Que la justice américaine joue le rôle d’un régulateur en dernier ressort n’est pas nouveau. Les États-Unis connaissent depuis longtemps la mécanique de « regulation by litigation ». Le tabac ou les contentieux environnementaux ont montré que des industries entières pouvaient voir leur comportement modifié par l’accumulation de procès avant même qu’une règle générale n’intervienne.

L’affaire Meta paraît toutefois pousser le mécanisme un cran plus loin. Il ne s’agit plus seulement de faire payer un acteur économique pour les externalités négatives de son produit. Il s’agit d’encadrer pendant plusieurs années les conditions de conception et surtout d’utilisation d’un produit appelé à se modifier de manière continue.

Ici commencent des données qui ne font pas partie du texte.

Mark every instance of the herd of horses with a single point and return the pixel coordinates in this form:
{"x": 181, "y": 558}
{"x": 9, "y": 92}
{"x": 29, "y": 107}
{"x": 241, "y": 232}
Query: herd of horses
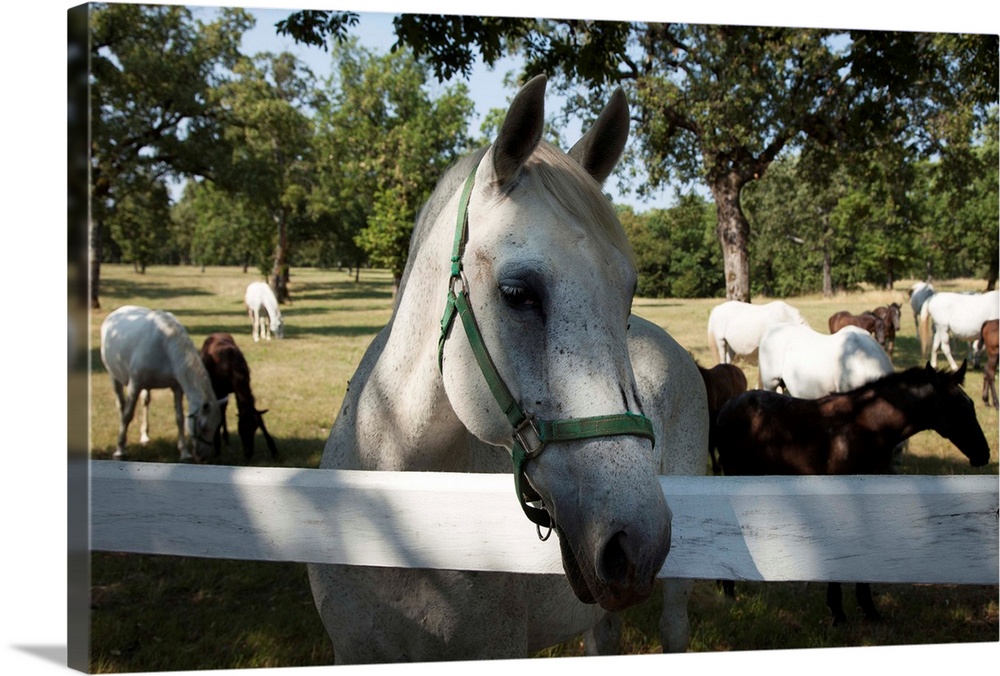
{"x": 144, "y": 349}
{"x": 512, "y": 348}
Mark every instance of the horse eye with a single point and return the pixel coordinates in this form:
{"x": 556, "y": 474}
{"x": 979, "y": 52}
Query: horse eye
{"x": 519, "y": 296}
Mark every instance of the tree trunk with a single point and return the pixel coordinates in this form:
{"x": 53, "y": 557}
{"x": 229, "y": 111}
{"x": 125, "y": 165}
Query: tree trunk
{"x": 827, "y": 274}
{"x": 279, "y": 273}
{"x": 733, "y": 231}
{"x": 95, "y": 263}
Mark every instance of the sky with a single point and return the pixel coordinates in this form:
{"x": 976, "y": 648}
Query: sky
{"x": 33, "y": 123}
{"x": 486, "y": 85}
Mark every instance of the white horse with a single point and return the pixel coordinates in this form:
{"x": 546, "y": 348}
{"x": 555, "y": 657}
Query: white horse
{"x": 919, "y": 293}
{"x": 514, "y": 305}
{"x": 957, "y": 314}
{"x": 810, "y": 365}
{"x": 259, "y": 299}
{"x": 145, "y": 349}
{"x": 735, "y": 327}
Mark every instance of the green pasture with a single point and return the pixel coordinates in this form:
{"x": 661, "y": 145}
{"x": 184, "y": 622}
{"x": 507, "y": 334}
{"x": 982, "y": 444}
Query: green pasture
{"x": 152, "y": 613}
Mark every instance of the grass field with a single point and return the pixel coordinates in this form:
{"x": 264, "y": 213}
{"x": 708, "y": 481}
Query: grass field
{"x": 152, "y": 613}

Longtemps, l’équation économique des grandes plateformes a été simple : davantage d’engagement produisait plus de revenus publicitaires et le coût contentieux demeurait marginal.

Que se passe-t-il lorsque la discovery, les honoraires de conseils et d’experts, les décisions juridictionnelles, les audits et les modifications forcées du produit rendent progressivement plus coûteuses les techniques mêmes qui favorisent l’engagement ?

L’accord Meta ne démontre pas sa supériorité par rapport à d’autres philosophies de régulation. Il montre seulement que, lorsque la règle générale peine à naître, le contentieux et la transaction peuvent en fabriquer des prototypes. Le consent judgment ne dit pas ce que le droit de la responsabilité exige, ne crée par lui-même ni précédent ni standard et laisse subsister une grande partie du moteur de l’économie de l’attention. Il démontre cependant que certaines protections sont techniquement réalisables, en fixe les paramètres précis et organise les conditions de leur diffusion à l’ensemble de l’industrie.

Sans créer de standard juridique, il crée un benchmark de fait autour duquel les prochaines décisions normatives – judiciaires, transactionnelles ou législatives – devront se positionner.

C’est peut-être moins réguler par le prétoire que préparer, par le prétoire, une règle qui n’existe pas encore.